Skill devient l'un des mots-clés les plus populaires dans le domaine de l'IA.
Skill peut être compris comme le « manuel d'opérations » pour un Agent IA. Il s'agit d'un fichier d'instructions structuré qui précise quels outils appeler, comment réagir dans différentes situations et selon quels critères produire le résultat final. L'Agent lit ce fichier et peut ainsi exécuter les tâches selon les chemins prédéfinis.
Par exemple, un produit senior peut encapsuler l'ensemble de son processus de rédaction de documents de spécifications produit en un Skill ; n'importe quel Agent qui l'installe peut alors produire un document de spécifications conforme selon le même cadre.
Avec l'augmentation du nombre de Skills, des plateformes de distribution ont émergé. Les premières à assumer ce rôle étaient des communautés de développeurs telles que GitHub et ClawHub, où le téléchargement, la recherche et le téléchargement des Skills étaient effectués au sein même de la communauté technique.
Les grandes entreprises suivent également rapidement. En mars de cette année, Tencent, Alibaba et ByteDance ont respectivement lancé des boutiques de compétences sur leurs plateformes d'agents. Au cours des deux mois suivants, Zhipu, Meituan et Xiaohongshu ont également fait leur entrée. Les géants de l'Internet, les entreprises de grands modèles, les leaders du commerce de proximité, et même les plateformes de contenu, se disputent tous cet accès.
La nature de la bataille pour le Skill Store est une position stratégique sur les points d'entrée au trafic à l'ère de l'IA : celui qui contrôle la distribution contrôle les utilisateurs.

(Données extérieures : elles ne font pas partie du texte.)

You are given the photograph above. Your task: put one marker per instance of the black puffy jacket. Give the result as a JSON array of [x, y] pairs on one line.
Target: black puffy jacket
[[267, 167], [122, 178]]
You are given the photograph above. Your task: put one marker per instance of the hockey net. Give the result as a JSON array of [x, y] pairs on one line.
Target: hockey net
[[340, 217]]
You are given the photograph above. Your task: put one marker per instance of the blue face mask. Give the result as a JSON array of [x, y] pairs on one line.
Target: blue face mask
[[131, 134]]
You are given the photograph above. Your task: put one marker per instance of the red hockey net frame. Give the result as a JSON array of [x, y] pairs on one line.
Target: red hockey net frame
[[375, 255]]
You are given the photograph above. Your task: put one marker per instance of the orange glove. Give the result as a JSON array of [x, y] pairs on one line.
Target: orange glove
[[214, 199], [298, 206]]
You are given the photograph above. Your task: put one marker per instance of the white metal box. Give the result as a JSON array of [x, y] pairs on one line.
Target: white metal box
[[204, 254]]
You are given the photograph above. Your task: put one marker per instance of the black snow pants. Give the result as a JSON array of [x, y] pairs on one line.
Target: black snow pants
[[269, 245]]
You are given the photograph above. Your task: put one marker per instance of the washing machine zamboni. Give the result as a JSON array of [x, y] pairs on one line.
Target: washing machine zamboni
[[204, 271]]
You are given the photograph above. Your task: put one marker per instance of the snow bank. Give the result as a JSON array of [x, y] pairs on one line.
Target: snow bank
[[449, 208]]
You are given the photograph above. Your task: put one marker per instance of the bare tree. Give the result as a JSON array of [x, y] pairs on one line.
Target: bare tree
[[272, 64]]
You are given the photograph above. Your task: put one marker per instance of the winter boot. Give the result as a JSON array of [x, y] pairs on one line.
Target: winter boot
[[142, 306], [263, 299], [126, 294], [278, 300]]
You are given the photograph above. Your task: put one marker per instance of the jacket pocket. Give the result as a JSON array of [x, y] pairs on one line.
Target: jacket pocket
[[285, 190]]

Mais à part ByteDance qui a testé la rémunération des compétences, tous les autres plateformes proposent uniquement des versions gratuites. Pourquoi les entreprises se disputent-elles un « magasin » qui ne génère pas de revenus ?

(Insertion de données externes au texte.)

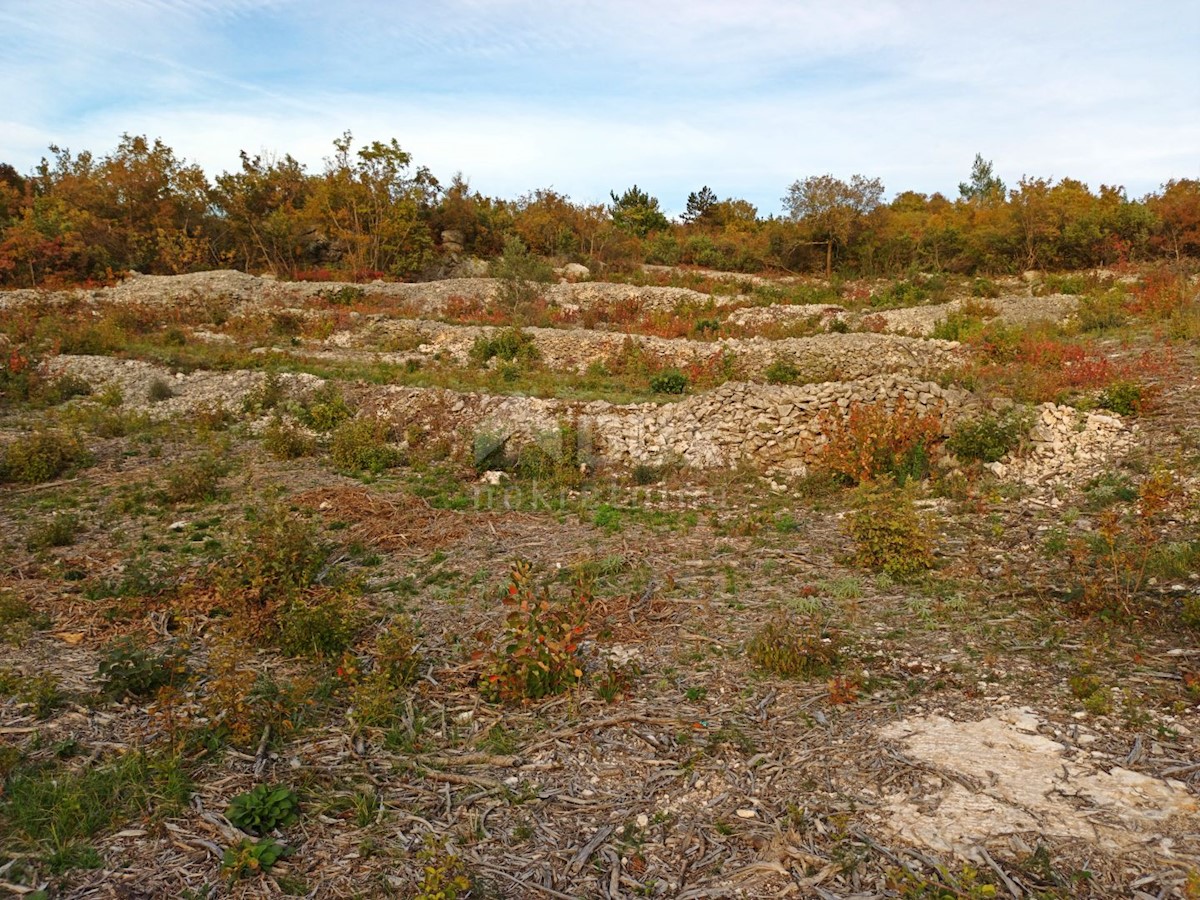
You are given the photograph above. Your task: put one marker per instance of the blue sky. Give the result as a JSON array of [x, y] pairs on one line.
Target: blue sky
[[743, 95]]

01 Trois types de joueurs, chacun avec ses propres intentions
Qui est en jeu ? Pourquoi le magasin Skill mérite-t-il d'être pris ?
Avant de répondre à cette question, consultez un modèle déjà mis en œuvre.
À l'ère de l'internet mobile, l'App Store d'Apple ne génère pas seulement des revenus grâce à sa commission de 30 % sur les téléchargements ; sa valeur fondamentale réside dans le fait que les développeurs créent des applications pour entrer dans l'écosystème iOS, tandis que les utilisateurs restent dans cet écosystème pour utiliser ces applications, et continuent ainsi à consommer au sein de celui-ci : en achetant iCloud, en souscrivant à Apple Music ou en effectuant des achats intégrés. La distribution est l'entrée ; la consommation au sein de l'écosystème est la source de revenus.
Le magasin Skill repose sur le même principe. Les utilisateurs restent dans l'écosystème où ils ont l'habitude d'obtenir des Skill et y consomment les services. La différence réside dans le fait que ce principe a déjà été validé à l'ère de l'internet mobile, tandis que le magasin Skill en est encore au stade de la « promesse ». Une fois cela compris, on peut mieux analyser les stratégies distinctes des trois types d'acteurs entrants.
La première catégorie comprend les grandes entreprises d'Internet qui utilisent le Skill Store pour générer du trafic et générer des revenus au sein de leur écosystème.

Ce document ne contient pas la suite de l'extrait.